I feel like at this point in my life, I'm a bit at a standstill. Possibly not able to recognize what paths lie before me, or whether I'm judging them correctly, and I was looking for advice, possibly through a reading or whatnot. Some sort of guidance about the direction I should move in.
Also, maybe some input regarding someone I work with. There seems to be mutual interest, but professionalism at work means that any interest can't be overt. I'm just curious about the situation with this particular guy, and what potential lies there...
My birthday is 10/15/1985, if that help.
Thank you for your response, Markie.
I am indeed quite creative/artistic... I think that's one of the things that I'm conflicted about with my direction. I went to school for a field related to it, but that hasn't born any fruit, so to say. Much of my conflict as far as my goals in life stems from this: pursue occupation using my creativity/talents and risk never finding any sort of success, or instead pursue a more practical or accessible occupation that will be more stable financially.

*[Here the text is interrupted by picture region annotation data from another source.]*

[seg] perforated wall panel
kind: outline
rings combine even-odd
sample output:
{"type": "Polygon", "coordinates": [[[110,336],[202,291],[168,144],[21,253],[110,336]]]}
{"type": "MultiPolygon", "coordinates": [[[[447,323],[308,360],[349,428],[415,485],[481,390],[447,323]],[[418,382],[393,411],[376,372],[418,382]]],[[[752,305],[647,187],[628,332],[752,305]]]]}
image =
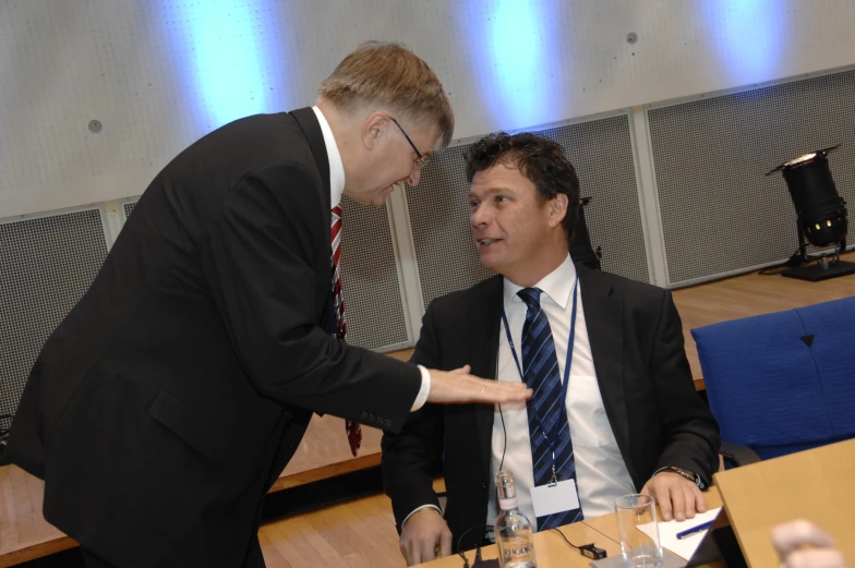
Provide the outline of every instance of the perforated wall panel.
{"type": "Polygon", "coordinates": [[[348,343],[378,351],[408,345],[386,208],[344,197],[341,219],[341,283],[348,343]]]}
{"type": "MultiPolygon", "coordinates": [[[[576,167],[591,243],[603,251],[603,269],[650,281],[629,117],[618,114],[541,131],[558,142],[576,167]]],[[[417,188],[407,188],[424,305],[492,273],[482,268],[469,229],[469,185],[463,156],[471,145],[434,155],[417,188]]]]}
{"type": "Polygon", "coordinates": [[[106,257],[98,209],[0,221],[0,413],[14,413],[41,346],[106,257]]]}
{"type": "Polygon", "coordinates": [[[852,215],[853,100],[847,71],[648,111],[672,285],[788,258],[795,209],[764,173],[807,152],[842,144],[829,162],[852,215]]]}
{"type": "Polygon", "coordinates": [[[125,218],[125,220],[128,219],[128,217],[131,216],[131,213],[133,212],[134,207],[136,207],[136,202],[128,202],[128,203],[122,205],[122,209],[124,210],[124,218],[125,218]]]}

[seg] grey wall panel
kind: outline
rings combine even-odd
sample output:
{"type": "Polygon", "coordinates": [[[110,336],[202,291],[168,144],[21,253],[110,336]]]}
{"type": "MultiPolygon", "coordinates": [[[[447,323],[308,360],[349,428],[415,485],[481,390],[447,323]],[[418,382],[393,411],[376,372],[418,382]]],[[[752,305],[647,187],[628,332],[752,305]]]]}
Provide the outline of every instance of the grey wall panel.
{"type": "Polygon", "coordinates": [[[829,161],[852,207],[854,100],[847,71],[649,110],[670,283],[790,257],[795,210],[783,178],[764,177],[787,159],[842,144],[829,161]]]}
{"type": "MultiPolygon", "coordinates": [[[[638,183],[627,114],[541,131],[557,141],[576,167],[591,242],[603,250],[603,269],[650,281],[638,183]]],[[[471,145],[439,152],[407,203],[424,304],[472,286],[492,273],[482,268],[469,229],[469,185],[463,156],[471,145]]]]}
{"type": "Polygon", "coordinates": [[[106,257],[99,209],[0,222],[0,413],[14,413],[41,346],[106,257]]]}
{"type": "Polygon", "coordinates": [[[348,343],[378,351],[409,345],[386,208],[344,197],[341,220],[348,343]]]}

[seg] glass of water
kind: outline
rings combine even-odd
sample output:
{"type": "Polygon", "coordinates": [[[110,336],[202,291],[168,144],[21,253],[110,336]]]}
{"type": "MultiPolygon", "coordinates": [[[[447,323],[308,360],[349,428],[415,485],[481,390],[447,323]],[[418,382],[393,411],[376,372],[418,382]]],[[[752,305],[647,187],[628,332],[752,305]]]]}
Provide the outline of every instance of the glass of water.
{"type": "Polygon", "coordinates": [[[657,500],[650,495],[624,495],[615,500],[617,532],[627,568],[662,568],[657,500]]]}

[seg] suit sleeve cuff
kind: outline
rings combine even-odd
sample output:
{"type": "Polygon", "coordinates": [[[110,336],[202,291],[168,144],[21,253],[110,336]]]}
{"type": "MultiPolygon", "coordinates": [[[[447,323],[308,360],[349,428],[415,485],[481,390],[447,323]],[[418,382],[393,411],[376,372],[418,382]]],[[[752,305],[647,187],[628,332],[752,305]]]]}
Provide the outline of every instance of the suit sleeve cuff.
{"type": "MultiPolygon", "coordinates": [[[[418,366],[419,366],[419,371],[422,374],[422,386],[421,388],[419,388],[419,394],[416,395],[416,400],[412,401],[412,408],[410,409],[410,412],[416,412],[417,410],[422,408],[424,403],[428,402],[428,395],[431,394],[431,373],[422,365],[418,365],[418,366]]],[[[412,512],[410,515],[412,515],[412,512]]]]}
{"type": "Polygon", "coordinates": [[[422,505],[421,507],[417,507],[416,509],[413,509],[413,510],[412,510],[412,512],[410,512],[410,513],[407,516],[407,518],[406,518],[406,519],[404,519],[404,521],[401,521],[401,530],[404,530],[404,525],[405,525],[405,524],[407,524],[407,521],[409,521],[409,520],[410,520],[410,517],[412,517],[413,515],[416,515],[416,513],[417,513],[417,512],[419,512],[420,510],[422,510],[422,509],[428,509],[428,508],[431,508],[431,509],[436,509],[436,512],[438,512],[438,513],[439,513],[439,517],[442,517],[442,516],[443,516],[443,511],[442,511],[442,509],[439,509],[439,507],[437,507],[436,505],[430,505],[430,504],[429,504],[429,505],[422,505]]]}

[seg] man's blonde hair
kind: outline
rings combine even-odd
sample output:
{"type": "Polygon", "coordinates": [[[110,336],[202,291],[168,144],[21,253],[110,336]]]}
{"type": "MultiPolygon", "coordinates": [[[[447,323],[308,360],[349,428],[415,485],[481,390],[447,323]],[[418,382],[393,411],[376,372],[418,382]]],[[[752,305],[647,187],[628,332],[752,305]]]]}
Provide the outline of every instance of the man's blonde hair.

The idea that something early in my life that may have happened, and that now effects my ability or supressing this part of myself is interesting. I don't know off anything obvious that would effect my later development so, but I feel that maybe there is something there (but possibly relating to more, even as far as my social development... I was a very shy, reserved child and teenager, and I feel that my social skills are a little stunted or underdeveloped because of this...)

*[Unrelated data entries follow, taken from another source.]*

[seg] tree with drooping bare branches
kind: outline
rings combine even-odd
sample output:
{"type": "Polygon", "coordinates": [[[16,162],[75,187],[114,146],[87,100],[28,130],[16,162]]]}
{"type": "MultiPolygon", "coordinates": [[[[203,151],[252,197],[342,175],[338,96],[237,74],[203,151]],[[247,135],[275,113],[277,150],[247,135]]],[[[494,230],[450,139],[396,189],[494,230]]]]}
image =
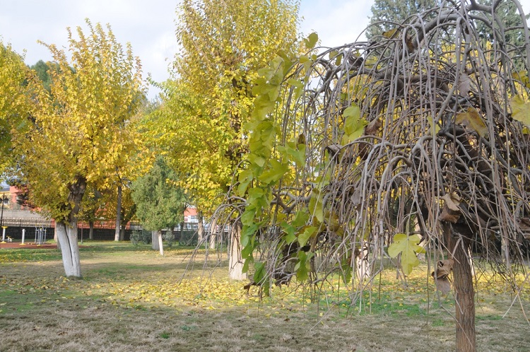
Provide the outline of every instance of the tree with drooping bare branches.
{"type": "Polygon", "coordinates": [[[426,250],[440,290],[452,273],[457,349],[475,350],[473,263],[515,287],[530,236],[530,45],[503,40],[529,37],[512,2],[510,28],[499,1],[444,3],[377,41],[262,71],[245,170],[220,208],[240,214],[255,284],[338,272],[361,291],[379,259],[399,258],[406,277],[426,250]]]}

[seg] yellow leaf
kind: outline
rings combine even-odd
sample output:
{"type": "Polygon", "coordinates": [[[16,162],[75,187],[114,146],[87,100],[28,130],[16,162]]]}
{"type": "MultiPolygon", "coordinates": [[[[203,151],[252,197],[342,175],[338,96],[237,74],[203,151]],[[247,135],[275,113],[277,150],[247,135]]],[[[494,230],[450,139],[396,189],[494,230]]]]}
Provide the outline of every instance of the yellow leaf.
{"type": "Polygon", "coordinates": [[[512,117],[530,127],[530,103],[525,102],[521,95],[515,95],[510,101],[512,117]]]}
{"type": "Polygon", "coordinates": [[[473,129],[481,137],[488,135],[488,127],[482,119],[478,111],[474,107],[469,107],[467,112],[457,114],[454,122],[456,124],[464,124],[473,129]]]}

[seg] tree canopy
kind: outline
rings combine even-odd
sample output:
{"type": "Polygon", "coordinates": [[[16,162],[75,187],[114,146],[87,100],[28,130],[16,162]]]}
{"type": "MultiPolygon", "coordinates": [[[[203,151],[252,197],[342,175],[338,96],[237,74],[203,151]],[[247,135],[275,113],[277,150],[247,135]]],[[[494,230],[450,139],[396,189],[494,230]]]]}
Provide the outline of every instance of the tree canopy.
{"type": "Polygon", "coordinates": [[[159,156],[151,171],[133,183],[131,196],[143,228],[172,229],[182,221],[187,202],[177,182],[177,174],[159,156]]]}
{"type": "Polygon", "coordinates": [[[11,130],[24,128],[30,117],[30,75],[23,57],[0,41],[0,172],[13,162],[11,130]]]}
{"type": "Polygon", "coordinates": [[[184,0],[175,78],[163,87],[153,134],[203,211],[213,208],[247,150],[245,132],[258,69],[296,50],[298,3],[184,0]]]}
{"type": "MultiPolygon", "coordinates": [[[[399,256],[406,277],[427,248],[437,287],[453,273],[457,349],[474,351],[470,253],[517,287],[524,267],[512,264],[530,237],[530,45],[478,35],[479,23],[501,20],[495,10],[444,3],[375,42],[261,71],[248,177],[223,206],[240,213],[257,284],[339,273],[358,293],[360,262],[377,273],[379,259],[399,256]]],[[[504,30],[528,35],[519,18],[504,30]]]]}
{"type": "Polygon", "coordinates": [[[79,27],[76,39],[68,28],[71,62],[45,45],[59,69],[48,71],[50,91],[32,97],[29,131],[16,136],[20,177],[31,203],[55,219],[66,275],[75,276],[81,276],[76,221],[83,194],[87,185],[109,184],[126,149],[137,145],[127,126],[144,94],[130,45],[124,51],[110,26],[105,31],[86,22],[88,35],[79,27]]]}

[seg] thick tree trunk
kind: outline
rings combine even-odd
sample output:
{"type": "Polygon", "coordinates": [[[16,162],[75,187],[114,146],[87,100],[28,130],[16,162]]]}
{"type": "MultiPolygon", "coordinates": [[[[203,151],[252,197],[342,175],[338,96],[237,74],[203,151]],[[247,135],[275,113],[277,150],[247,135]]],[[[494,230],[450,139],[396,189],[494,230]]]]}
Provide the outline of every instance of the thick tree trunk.
{"type": "Polygon", "coordinates": [[[116,205],[116,230],[114,240],[119,240],[119,225],[122,223],[122,185],[118,184],[118,199],[116,205]]]}
{"type": "Polygon", "coordinates": [[[81,277],[81,264],[79,259],[79,247],[77,244],[77,222],[70,223],[56,223],[56,233],[66,276],[81,277]]]}
{"type": "Polygon", "coordinates": [[[243,259],[241,257],[241,223],[237,221],[230,227],[228,276],[232,280],[245,280],[247,278],[247,273],[243,273],[243,259]]]}
{"type": "Polygon", "coordinates": [[[88,221],[88,239],[89,240],[93,240],[94,239],[94,222],[93,221],[88,221]]]}
{"type": "Polygon", "coordinates": [[[449,225],[444,225],[444,236],[449,250],[454,259],[453,286],[454,288],[457,318],[457,351],[474,352],[475,346],[475,293],[467,239],[454,233],[449,225]]]}

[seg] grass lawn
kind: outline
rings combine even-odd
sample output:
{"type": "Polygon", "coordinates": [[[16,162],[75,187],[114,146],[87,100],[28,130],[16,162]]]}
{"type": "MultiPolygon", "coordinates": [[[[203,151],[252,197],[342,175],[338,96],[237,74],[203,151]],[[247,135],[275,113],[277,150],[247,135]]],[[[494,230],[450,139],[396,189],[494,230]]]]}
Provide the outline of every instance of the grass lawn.
{"type": "MultiPolygon", "coordinates": [[[[454,350],[452,293],[436,295],[426,266],[406,283],[384,271],[358,295],[331,278],[315,303],[294,281],[260,301],[225,261],[190,265],[189,248],[84,245],[81,280],[64,276],[57,250],[0,250],[0,351],[454,350]]],[[[530,283],[516,295],[476,278],[477,350],[530,351],[530,283]]]]}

I feel that a lot of what you describe about me fits.
Most of my main conflict at the moment is that I feel I lack direction. I know this is not uncommon for someone my age, but I feel that I am stagnating. I really don't know what to do. I know there should be paths or something for me to take, but I don't feel as though I'm seeing them. I know of one or two possibilities that have not actually come up but seem as though they may soon; one would entail that I move to another state, the other would require me to change fields (but both of these are more speculation than anything).
It could be that I am thinking too much about things and clouding it all.
The guy is 2/18/91... (Odd for me, because he's a little younger than I am, but we seem to click).
Thanks for the advice, its definitely something that can help. I believe a lot of what confuses me is that I don't really know what I want. Your suggestions could help me focus my mind enough to learn what it is I want. Thank you.
Out of curiosity, do you have any insight to the situation with my coworker?
I like what you said. I too think she should take a chance. Life is to short not to. I have found that out the hard way. Was married for 32 years. Now on my own. Friend is 8/22/53 and I am 5/13/54 and we have reconnected over the past three years. Hoping for it to turn into more, have been told it will and it does seem to be heading in that direction. All in good time!
Thank you for your help, Markie. Your input on my coworker seems pretty accurate, and it helps me because I have a tendency to second guess myself (over-thinking again... plus I feel I'm sociall underdeveloped due to being seriously shy as a child, so I tend to doubt my instincts when it comes to social subtelty). Due to the situation at work, I may have to bide my time before I can take a chance, just because of work policies, but it seems like that should open up fairly soon.
I'm still conflicted/uncertain about career/occupation stuff. I have an idea of the skills/talents I'd like to utilize, professionally, but confused beyond that. I'm considering having a reading done (either from a professional, or by a sensitive family member), or maybe learning how to do readings myself...
Markie808, would you be able to give me insight into my situation? I posted earlier on here....I would welcome your take on things. Blessings to you!
Thank you! Hope your day is great as well............Blessings and Love!